The United States, with its permissive surrogacy policy, is an outlier. Most developed nations have outlawed at least international for-profit, commercial surrogacy. This includes France, Italy, India, Thailand, Nepal, Taiwan, Germany, Portugal, Spain, Australia, New Zealand, Canada, Brazil, Denmark, and Britain, among many others. These countries recognize how exploitative the practice is, despite the potential for economic gain. When India outlawed commercial surrogacy in 2015, for example, it forewent an annual $2.5 billion (USD) market.
Lawmakers on the state and federal levels should carefully examine the commercial surrogacy industry. The first step is to pass a law that clarifies the limits of birthright citizenship. The 14th Amendment was not written with surrogacy in mind. One way to reduce demand in the American rent-a-womb market is to ensure that surrogate-born children of foreign nationals cannot maintain citizenship.

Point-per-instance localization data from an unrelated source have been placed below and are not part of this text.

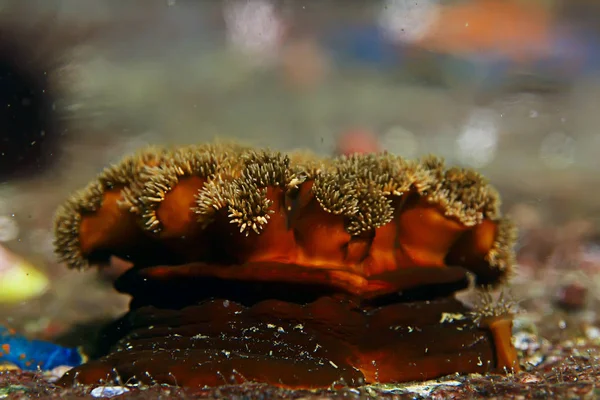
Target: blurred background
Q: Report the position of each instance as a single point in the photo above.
(511, 87)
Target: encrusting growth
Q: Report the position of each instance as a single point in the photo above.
(372, 241)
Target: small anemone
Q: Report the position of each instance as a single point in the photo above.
(501, 255)
(67, 222)
(463, 193)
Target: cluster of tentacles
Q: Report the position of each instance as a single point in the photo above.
(255, 265)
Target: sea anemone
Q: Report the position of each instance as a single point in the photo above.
(253, 265)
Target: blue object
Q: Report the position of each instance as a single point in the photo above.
(31, 355)
(361, 44)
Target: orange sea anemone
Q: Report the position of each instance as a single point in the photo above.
(254, 265)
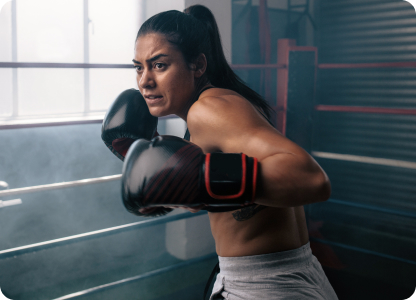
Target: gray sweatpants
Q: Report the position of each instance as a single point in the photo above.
(293, 274)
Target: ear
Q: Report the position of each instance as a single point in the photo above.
(200, 65)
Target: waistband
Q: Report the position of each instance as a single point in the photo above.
(266, 264)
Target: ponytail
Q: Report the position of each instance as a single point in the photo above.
(189, 32)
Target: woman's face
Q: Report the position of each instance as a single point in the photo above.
(164, 78)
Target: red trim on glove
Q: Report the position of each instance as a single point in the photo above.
(207, 179)
(254, 179)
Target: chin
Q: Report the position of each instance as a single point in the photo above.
(158, 112)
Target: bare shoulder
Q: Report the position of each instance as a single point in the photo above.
(219, 117)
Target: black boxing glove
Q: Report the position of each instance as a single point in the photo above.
(170, 171)
(127, 120)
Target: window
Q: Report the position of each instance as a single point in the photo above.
(65, 58)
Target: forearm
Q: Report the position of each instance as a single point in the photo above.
(288, 180)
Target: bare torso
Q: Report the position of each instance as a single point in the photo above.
(257, 229)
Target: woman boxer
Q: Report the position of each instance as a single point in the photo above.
(252, 180)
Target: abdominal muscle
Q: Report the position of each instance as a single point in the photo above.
(258, 230)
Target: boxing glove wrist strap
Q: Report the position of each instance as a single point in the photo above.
(230, 178)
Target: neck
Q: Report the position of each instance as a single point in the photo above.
(200, 86)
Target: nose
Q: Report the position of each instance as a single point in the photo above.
(146, 80)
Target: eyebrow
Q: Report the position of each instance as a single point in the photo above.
(151, 59)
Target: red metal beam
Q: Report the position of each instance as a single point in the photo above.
(410, 64)
(368, 110)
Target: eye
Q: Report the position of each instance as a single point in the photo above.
(159, 65)
(138, 68)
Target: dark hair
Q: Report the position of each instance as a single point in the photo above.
(194, 32)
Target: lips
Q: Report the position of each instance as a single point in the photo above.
(153, 98)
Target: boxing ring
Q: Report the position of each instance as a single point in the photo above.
(297, 73)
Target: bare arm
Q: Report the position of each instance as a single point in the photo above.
(288, 175)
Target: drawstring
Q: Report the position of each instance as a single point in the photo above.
(211, 277)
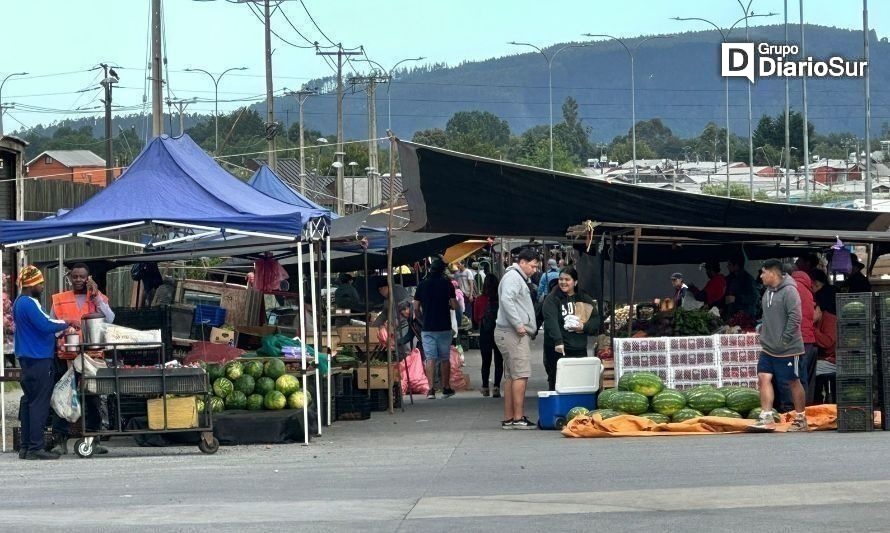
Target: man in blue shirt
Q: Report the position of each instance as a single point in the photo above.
(35, 347)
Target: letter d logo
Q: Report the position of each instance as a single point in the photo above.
(737, 60)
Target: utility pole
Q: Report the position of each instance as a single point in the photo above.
(302, 95)
(341, 201)
(157, 76)
(180, 106)
(271, 125)
(107, 82)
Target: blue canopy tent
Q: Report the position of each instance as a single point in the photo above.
(175, 193)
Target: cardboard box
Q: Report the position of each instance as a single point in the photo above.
(222, 336)
(182, 413)
(379, 378)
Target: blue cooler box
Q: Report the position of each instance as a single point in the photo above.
(553, 406)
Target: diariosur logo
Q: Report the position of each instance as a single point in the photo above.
(745, 60)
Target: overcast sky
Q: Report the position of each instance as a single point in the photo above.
(59, 41)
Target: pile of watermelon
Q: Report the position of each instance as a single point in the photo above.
(253, 385)
(643, 394)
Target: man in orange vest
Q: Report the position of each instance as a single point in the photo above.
(83, 298)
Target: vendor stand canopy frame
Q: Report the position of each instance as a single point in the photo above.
(179, 193)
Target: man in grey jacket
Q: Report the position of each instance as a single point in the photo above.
(514, 328)
(782, 344)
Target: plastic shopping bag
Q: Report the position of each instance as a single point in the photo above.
(64, 400)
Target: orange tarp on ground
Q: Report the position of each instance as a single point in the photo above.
(819, 417)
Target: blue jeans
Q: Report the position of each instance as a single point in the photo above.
(37, 386)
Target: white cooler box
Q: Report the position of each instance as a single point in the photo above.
(578, 375)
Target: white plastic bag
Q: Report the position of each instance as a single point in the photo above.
(64, 401)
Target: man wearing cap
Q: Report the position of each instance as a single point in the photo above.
(683, 298)
(552, 274)
(35, 347)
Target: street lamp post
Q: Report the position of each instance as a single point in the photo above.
(549, 60)
(633, 104)
(2, 108)
(724, 36)
(216, 80)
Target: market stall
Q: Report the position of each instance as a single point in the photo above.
(174, 193)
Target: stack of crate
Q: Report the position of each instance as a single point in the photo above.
(884, 332)
(855, 352)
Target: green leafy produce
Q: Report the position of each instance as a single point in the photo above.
(236, 400)
(685, 414)
(255, 402)
(234, 370)
(668, 402)
(274, 368)
(245, 384)
(576, 411)
(274, 401)
(222, 387)
(632, 403)
(264, 385)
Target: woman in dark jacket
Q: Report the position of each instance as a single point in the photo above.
(487, 302)
(562, 339)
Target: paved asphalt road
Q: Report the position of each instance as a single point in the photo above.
(445, 465)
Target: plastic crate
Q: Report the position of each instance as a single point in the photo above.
(852, 391)
(854, 335)
(854, 363)
(855, 418)
(140, 381)
(860, 313)
(209, 315)
(352, 407)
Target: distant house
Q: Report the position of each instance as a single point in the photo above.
(79, 166)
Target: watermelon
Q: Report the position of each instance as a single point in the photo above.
(234, 370)
(577, 411)
(658, 418)
(254, 369)
(274, 368)
(217, 404)
(255, 402)
(706, 400)
(604, 413)
(245, 384)
(743, 400)
(274, 400)
(264, 385)
(295, 400)
(646, 383)
(215, 371)
(755, 414)
(724, 412)
(236, 400)
(604, 400)
(222, 387)
(668, 402)
(287, 384)
(685, 414)
(632, 403)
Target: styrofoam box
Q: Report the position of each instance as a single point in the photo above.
(578, 374)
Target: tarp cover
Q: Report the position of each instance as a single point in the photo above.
(174, 180)
(457, 193)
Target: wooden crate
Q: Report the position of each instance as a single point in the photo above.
(608, 375)
(182, 413)
(379, 378)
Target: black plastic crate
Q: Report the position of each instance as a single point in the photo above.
(855, 418)
(352, 407)
(854, 335)
(854, 363)
(854, 390)
(848, 310)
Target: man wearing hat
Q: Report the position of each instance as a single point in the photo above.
(35, 347)
(683, 298)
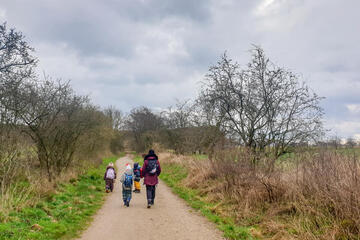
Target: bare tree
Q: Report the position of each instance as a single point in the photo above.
(350, 142)
(116, 116)
(264, 106)
(15, 53)
(143, 124)
(335, 142)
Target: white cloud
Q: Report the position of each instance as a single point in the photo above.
(122, 51)
(353, 108)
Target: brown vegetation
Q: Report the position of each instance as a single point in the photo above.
(317, 196)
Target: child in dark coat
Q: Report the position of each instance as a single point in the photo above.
(137, 174)
(150, 171)
(109, 176)
(127, 182)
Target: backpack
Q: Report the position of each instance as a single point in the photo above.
(110, 173)
(128, 181)
(137, 174)
(152, 167)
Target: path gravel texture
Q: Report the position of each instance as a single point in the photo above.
(169, 219)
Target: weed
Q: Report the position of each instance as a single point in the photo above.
(63, 214)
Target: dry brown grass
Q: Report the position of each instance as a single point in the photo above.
(318, 197)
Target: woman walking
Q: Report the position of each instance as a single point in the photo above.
(150, 172)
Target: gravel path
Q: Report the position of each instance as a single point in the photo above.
(170, 218)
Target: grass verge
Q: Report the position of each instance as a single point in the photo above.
(62, 215)
(173, 174)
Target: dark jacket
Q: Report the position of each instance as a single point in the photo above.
(108, 169)
(151, 180)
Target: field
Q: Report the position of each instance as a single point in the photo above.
(309, 195)
(62, 214)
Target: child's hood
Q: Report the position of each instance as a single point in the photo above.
(128, 170)
(136, 165)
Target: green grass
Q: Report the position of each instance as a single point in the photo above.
(62, 215)
(138, 159)
(173, 174)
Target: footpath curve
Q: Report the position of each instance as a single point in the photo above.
(169, 219)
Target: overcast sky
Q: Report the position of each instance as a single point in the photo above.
(150, 52)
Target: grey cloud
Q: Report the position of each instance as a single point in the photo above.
(121, 51)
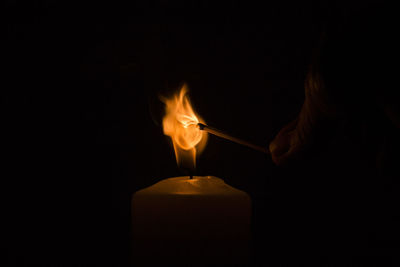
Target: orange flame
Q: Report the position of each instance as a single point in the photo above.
(180, 123)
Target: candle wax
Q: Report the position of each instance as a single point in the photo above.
(191, 221)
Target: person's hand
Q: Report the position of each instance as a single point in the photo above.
(291, 142)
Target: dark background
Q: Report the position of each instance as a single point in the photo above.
(81, 126)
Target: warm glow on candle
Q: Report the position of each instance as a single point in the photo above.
(180, 123)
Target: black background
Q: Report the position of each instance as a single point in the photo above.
(81, 126)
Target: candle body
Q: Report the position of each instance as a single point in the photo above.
(191, 221)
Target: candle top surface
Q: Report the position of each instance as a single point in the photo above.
(199, 185)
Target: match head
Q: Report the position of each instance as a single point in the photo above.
(201, 126)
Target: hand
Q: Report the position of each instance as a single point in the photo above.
(287, 145)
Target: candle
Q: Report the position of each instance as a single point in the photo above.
(191, 221)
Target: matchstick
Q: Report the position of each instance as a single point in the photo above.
(221, 134)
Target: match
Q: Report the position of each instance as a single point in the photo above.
(221, 134)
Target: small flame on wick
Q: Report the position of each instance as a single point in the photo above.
(181, 124)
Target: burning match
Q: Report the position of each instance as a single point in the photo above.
(221, 134)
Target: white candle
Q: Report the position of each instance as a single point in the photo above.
(191, 221)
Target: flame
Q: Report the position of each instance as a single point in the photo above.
(180, 123)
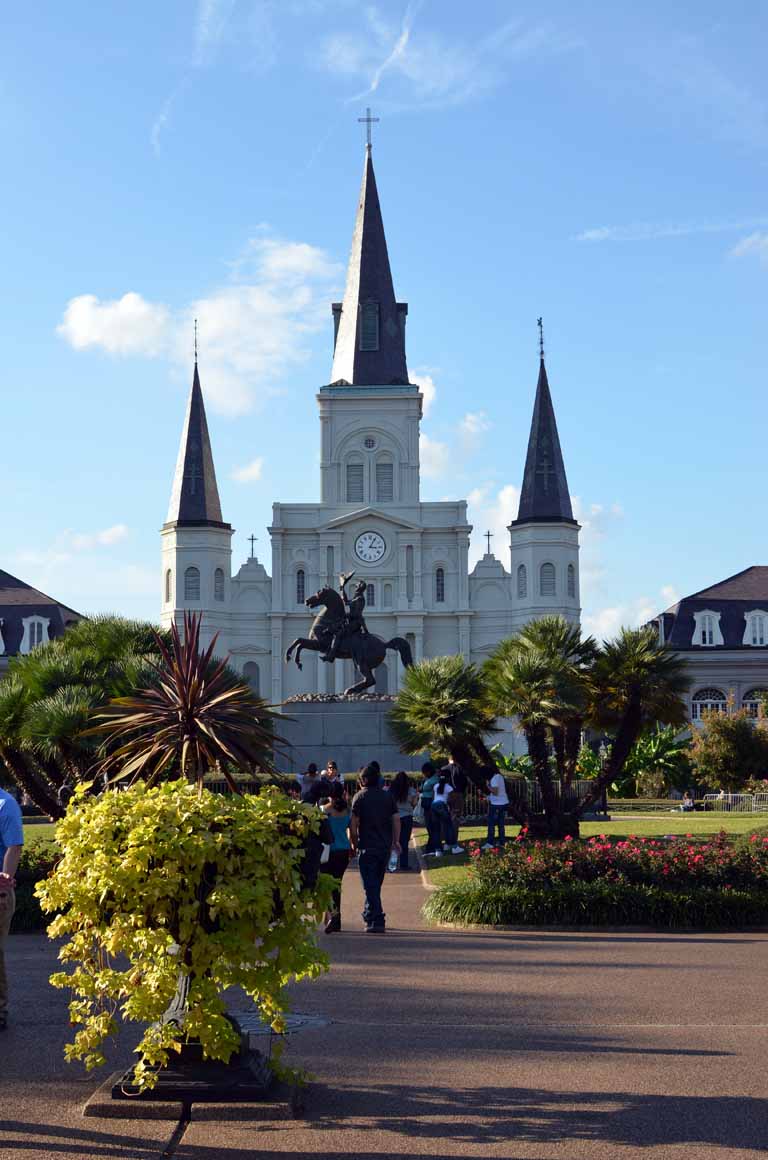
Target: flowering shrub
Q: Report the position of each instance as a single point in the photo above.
(679, 883)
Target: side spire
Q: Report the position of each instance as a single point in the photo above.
(369, 324)
(544, 494)
(194, 497)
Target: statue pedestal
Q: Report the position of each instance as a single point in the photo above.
(350, 731)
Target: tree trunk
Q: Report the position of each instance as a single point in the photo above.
(31, 782)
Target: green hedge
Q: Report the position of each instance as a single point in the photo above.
(598, 904)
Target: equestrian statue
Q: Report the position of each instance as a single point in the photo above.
(339, 632)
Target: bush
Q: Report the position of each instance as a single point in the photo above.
(679, 884)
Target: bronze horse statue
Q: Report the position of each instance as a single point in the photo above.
(364, 649)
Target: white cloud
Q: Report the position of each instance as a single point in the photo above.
(755, 244)
(427, 385)
(650, 231)
(253, 330)
(435, 457)
(428, 69)
(122, 326)
(251, 472)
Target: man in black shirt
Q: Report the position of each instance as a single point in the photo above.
(374, 833)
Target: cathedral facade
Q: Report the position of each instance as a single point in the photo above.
(370, 517)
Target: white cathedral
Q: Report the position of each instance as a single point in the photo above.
(370, 517)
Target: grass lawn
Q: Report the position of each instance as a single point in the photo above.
(453, 868)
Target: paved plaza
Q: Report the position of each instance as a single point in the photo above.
(544, 1045)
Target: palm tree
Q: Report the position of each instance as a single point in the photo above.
(441, 709)
(635, 682)
(50, 695)
(194, 715)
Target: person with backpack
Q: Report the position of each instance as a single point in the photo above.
(444, 833)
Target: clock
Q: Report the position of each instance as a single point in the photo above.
(370, 546)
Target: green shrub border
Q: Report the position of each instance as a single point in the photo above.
(598, 904)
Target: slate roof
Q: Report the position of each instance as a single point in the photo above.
(19, 601)
(732, 597)
(544, 494)
(369, 278)
(194, 495)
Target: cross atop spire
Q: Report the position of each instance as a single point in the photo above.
(368, 121)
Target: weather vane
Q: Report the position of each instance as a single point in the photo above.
(368, 121)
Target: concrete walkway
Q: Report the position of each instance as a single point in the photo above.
(535, 1045)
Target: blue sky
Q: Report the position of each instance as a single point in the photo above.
(602, 165)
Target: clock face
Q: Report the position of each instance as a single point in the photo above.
(369, 546)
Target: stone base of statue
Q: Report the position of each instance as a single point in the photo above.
(348, 730)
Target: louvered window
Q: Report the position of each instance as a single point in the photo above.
(369, 326)
(384, 483)
(192, 584)
(546, 580)
(354, 483)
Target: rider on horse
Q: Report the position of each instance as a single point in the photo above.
(354, 622)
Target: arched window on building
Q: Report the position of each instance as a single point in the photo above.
(708, 701)
(192, 584)
(355, 483)
(253, 676)
(754, 701)
(369, 326)
(546, 580)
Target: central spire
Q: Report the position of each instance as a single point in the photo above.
(369, 347)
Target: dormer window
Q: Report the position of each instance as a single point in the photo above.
(707, 629)
(35, 632)
(369, 326)
(755, 632)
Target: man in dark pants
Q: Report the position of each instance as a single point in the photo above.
(375, 834)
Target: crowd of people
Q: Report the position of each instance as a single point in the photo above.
(375, 823)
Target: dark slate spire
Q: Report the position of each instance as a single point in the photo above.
(369, 324)
(544, 494)
(194, 497)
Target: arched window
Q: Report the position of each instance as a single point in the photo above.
(192, 584)
(253, 676)
(546, 580)
(753, 701)
(384, 481)
(355, 488)
(708, 701)
(369, 326)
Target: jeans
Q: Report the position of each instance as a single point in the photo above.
(430, 821)
(443, 824)
(406, 828)
(497, 814)
(372, 867)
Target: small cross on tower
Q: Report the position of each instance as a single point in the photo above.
(368, 121)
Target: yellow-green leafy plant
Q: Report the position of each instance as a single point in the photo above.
(173, 881)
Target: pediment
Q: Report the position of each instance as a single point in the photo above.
(369, 513)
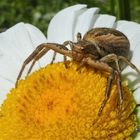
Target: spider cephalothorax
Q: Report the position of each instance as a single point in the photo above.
(99, 48)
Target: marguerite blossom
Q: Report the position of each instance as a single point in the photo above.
(55, 103)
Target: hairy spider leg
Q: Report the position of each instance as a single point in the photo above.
(107, 91)
(36, 58)
(56, 47)
(115, 58)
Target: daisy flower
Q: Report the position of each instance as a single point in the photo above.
(55, 103)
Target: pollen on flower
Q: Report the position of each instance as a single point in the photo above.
(56, 103)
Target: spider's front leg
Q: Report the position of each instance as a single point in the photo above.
(105, 68)
(40, 51)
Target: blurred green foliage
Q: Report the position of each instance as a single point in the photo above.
(40, 12)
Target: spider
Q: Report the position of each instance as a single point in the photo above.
(99, 48)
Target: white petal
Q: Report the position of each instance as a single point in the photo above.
(19, 38)
(131, 76)
(61, 27)
(36, 36)
(16, 44)
(5, 85)
(8, 67)
(104, 20)
(85, 21)
(129, 28)
(134, 40)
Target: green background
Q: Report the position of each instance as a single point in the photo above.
(40, 12)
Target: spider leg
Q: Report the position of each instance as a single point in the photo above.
(79, 37)
(115, 58)
(37, 57)
(105, 68)
(107, 92)
(56, 47)
(65, 62)
(119, 85)
(28, 60)
(129, 63)
(70, 43)
(54, 56)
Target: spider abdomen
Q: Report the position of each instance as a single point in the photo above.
(109, 41)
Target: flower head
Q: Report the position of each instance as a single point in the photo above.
(59, 103)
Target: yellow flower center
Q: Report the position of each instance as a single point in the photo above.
(56, 103)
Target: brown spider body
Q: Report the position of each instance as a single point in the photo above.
(100, 42)
(98, 48)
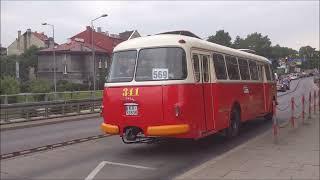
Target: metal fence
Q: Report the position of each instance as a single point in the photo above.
(53, 96)
(38, 106)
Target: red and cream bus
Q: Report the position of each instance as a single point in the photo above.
(171, 85)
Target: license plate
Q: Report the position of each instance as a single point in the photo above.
(131, 110)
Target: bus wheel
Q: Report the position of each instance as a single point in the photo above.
(233, 129)
(269, 116)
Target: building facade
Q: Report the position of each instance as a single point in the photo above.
(74, 59)
(73, 63)
(27, 39)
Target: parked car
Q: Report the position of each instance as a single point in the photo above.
(294, 76)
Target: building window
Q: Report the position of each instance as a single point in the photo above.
(100, 66)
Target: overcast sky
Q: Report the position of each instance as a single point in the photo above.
(288, 23)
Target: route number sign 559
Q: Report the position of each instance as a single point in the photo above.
(160, 73)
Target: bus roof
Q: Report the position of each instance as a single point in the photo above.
(162, 40)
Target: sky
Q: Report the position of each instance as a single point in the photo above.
(287, 23)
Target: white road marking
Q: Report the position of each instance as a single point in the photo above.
(103, 163)
(129, 165)
(95, 171)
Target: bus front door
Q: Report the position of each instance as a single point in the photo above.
(207, 91)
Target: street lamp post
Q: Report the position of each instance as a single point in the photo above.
(54, 58)
(93, 51)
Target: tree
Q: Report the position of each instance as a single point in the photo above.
(221, 37)
(8, 65)
(282, 52)
(9, 85)
(257, 42)
(238, 43)
(39, 86)
(307, 51)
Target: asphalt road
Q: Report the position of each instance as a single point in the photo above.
(117, 160)
(21, 139)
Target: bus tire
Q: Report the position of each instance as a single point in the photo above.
(234, 126)
(269, 116)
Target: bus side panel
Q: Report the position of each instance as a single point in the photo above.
(225, 94)
(188, 98)
(269, 93)
(256, 100)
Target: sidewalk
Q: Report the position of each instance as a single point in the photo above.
(295, 156)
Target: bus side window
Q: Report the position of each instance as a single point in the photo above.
(260, 72)
(244, 69)
(267, 71)
(233, 69)
(196, 67)
(205, 67)
(219, 66)
(253, 70)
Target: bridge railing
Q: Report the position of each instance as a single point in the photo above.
(52, 96)
(39, 106)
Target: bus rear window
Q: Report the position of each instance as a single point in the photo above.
(156, 64)
(122, 66)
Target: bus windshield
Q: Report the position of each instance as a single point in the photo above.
(122, 66)
(167, 63)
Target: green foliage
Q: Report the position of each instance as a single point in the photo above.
(64, 85)
(39, 86)
(281, 52)
(257, 42)
(221, 37)
(9, 85)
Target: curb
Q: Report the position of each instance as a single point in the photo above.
(43, 122)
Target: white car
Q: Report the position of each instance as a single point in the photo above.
(294, 76)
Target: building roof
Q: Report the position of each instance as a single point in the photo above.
(101, 40)
(74, 46)
(125, 35)
(40, 36)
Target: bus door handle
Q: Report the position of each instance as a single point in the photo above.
(245, 89)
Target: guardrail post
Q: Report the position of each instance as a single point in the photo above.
(303, 109)
(319, 97)
(275, 126)
(292, 113)
(314, 102)
(92, 100)
(46, 107)
(5, 99)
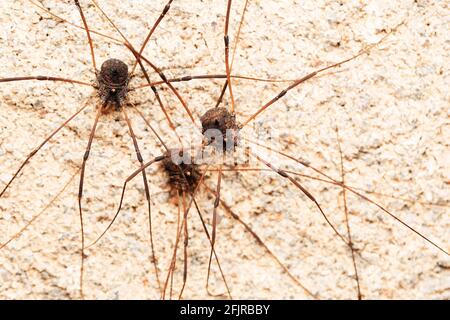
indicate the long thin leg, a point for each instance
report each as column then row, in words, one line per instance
column 314, row 73
column 91, row 46
column 46, row 78
column 185, row 250
column 354, row 191
column 227, row 49
column 347, row 222
column 215, row 255
column 80, row 192
column 214, row 222
column 336, row 184
column 185, row 215
column 261, row 242
column 134, row 174
column 209, row 76
column 163, row 77
column 154, row 131
column 155, row 68
column 147, row 195
column 34, row 218
column 176, row 235
column 284, row 174
column 152, row 30
column 35, row 150
column 73, row 24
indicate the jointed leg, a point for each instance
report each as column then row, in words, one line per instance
column 35, row 150
column 147, row 195
column 80, row 192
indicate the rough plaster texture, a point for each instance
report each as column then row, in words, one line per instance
column 391, row 107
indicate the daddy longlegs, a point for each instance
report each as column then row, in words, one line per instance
column 222, row 120
column 112, row 87
column 240, row 211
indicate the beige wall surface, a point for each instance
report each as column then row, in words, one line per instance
column 391, row 107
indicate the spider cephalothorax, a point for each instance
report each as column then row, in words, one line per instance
column 183, row 174
column 220, row 128
column 113, row 82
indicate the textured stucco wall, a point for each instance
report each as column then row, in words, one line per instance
column 391, row 107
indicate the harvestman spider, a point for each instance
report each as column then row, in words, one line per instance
column 112, row 87
column 223, row 120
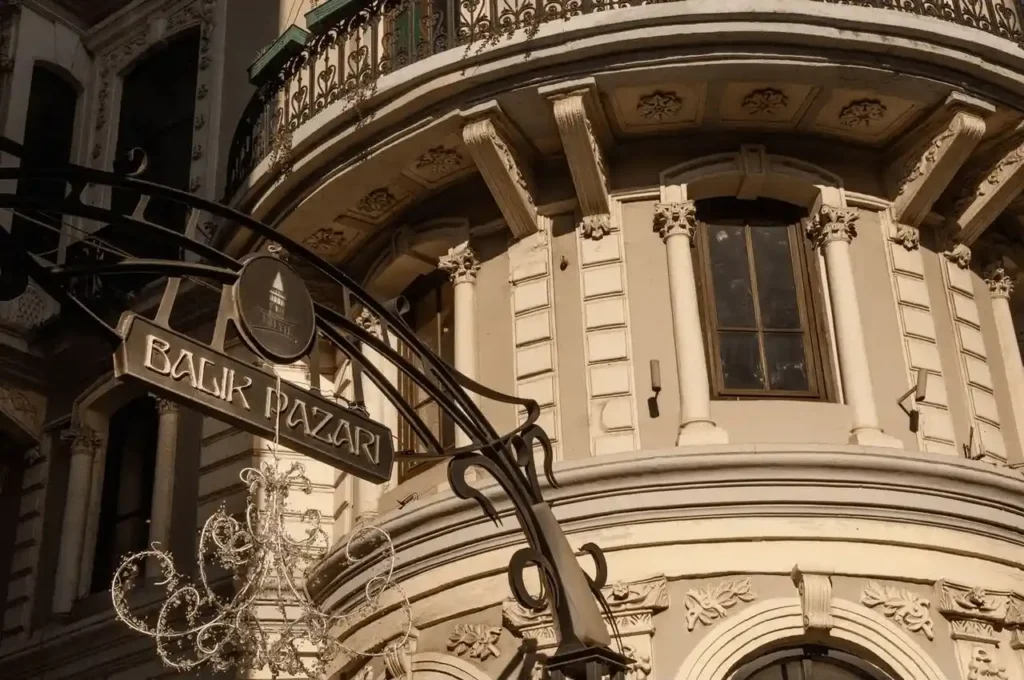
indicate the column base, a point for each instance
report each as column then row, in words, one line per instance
column 700, row 432
column 873, row 437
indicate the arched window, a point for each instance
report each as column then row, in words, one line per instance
column 761, row 301
column 431, row 317
column 49, row 130
column 127, row 495
column 810, row 663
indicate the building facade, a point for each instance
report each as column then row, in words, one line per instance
column 754, row 259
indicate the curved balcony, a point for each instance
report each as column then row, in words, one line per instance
column 348, row 49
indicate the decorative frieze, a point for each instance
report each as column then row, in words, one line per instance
column 708, row 604
column 815, row 597
column 477, row 641
column 676, row 218
column 504, row 175
column 907, row 609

Second, lawmakers should hold the American Society of Reproductive Medicine and fertility facilities in California accountable for their complicity in this active market by launching a special report examining international surrogacy. From the American Society for Reproductive Medicine’s official “Chinese Special Interest Group” to its legal preference for unregulated access to surrogacy, there’s plenty of corruption for a report to uncover.
No foreign national has the right to a child created and born in the United States. It’s time for Congress to put an end to this odious practice. Congress should enforce laws that respect American citizenship and work to protect the safety and well-being of children over the preferences of adults in foreign countries.